Cody Hoyt is a Brooklyn-based ceramicist who creates truly one-of-a-kind pieces from his Greenpoint studio. His years spent as a visual artist bring a unique, progressive sensibility to his current work with a new medium. We caught up with Cody to ask him a few questions about his inspiration, process, and the evolution of his craft.
Who / what / where inspires the design and creation of your vessels?
Op Art has always been really magical to me. Also, lately I've taken a lot of inspiration from textile sources, using tessellating shapes and linear pattern to define a surface as opposed to the totally chaotic feeling of something totally incidental, like a "marbled" surface.
Describe your process.
It's too circuitous to describe in a minute interview, but basically consists of cutting up flat materials - cardboard, sheetrock, clay, and assembling the pieces at their edges to create geometric forms between 5" and 30" in height. The cardboard is for modeling, the sheetrock is for making molds for the clay pieces. I spend a lot of time hovering over isometric grid paper blocking out patterns and plotting shapes.
What is the most important tool in your studio?
Different cutting tools. Mostly different types of utility knives. I spend almost the entire day with a knife in my hand.
What's your favorite piece you've made? What makes it special?
Does anyone actually admit to having a favorite piece? I get the most excited about whatever I'm working on at the moment, which seems healthy. What makes something special is the threat of disaster that lurks around the entire time and then the final relief or disappointment after what happens in the kiln.
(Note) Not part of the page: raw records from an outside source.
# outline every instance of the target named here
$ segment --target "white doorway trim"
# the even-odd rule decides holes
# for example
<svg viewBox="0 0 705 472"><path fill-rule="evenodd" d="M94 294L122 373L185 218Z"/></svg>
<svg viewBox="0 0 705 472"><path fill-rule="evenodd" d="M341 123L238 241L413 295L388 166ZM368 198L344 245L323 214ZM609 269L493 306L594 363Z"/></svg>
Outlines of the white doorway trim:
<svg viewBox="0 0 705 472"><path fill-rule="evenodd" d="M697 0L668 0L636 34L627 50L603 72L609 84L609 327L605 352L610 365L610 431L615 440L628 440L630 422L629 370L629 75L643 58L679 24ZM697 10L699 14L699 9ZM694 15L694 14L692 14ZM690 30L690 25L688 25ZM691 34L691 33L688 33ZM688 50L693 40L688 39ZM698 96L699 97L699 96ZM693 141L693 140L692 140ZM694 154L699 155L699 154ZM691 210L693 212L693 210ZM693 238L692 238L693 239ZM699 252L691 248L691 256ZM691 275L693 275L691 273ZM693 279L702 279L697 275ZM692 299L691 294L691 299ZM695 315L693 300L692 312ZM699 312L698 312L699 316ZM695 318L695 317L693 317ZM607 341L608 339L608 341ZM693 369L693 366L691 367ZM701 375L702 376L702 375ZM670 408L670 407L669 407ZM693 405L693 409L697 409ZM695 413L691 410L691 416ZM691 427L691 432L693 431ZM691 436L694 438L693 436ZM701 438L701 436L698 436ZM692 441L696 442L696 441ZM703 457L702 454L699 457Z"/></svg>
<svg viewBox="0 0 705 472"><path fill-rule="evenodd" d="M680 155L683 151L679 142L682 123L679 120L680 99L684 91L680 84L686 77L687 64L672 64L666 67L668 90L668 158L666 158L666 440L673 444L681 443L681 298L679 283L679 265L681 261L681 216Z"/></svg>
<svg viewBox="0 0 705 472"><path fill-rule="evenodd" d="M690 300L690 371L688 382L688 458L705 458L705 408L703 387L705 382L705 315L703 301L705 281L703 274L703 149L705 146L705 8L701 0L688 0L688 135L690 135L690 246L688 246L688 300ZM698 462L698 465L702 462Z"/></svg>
How has your work changed over time?
I'm developing a closer understanding of my materials and what to expect from them. As a result, I've learned to trust certain aspects of the work and push it to more ambitious places. I try to make things that seem technically totally unreasonable at first. Over the last couple of years there's been an "ebb" where pieces became more tight, clean and technically seamless, and then a "flow" where expression becomes more predominant and formal aspects, intention take priority.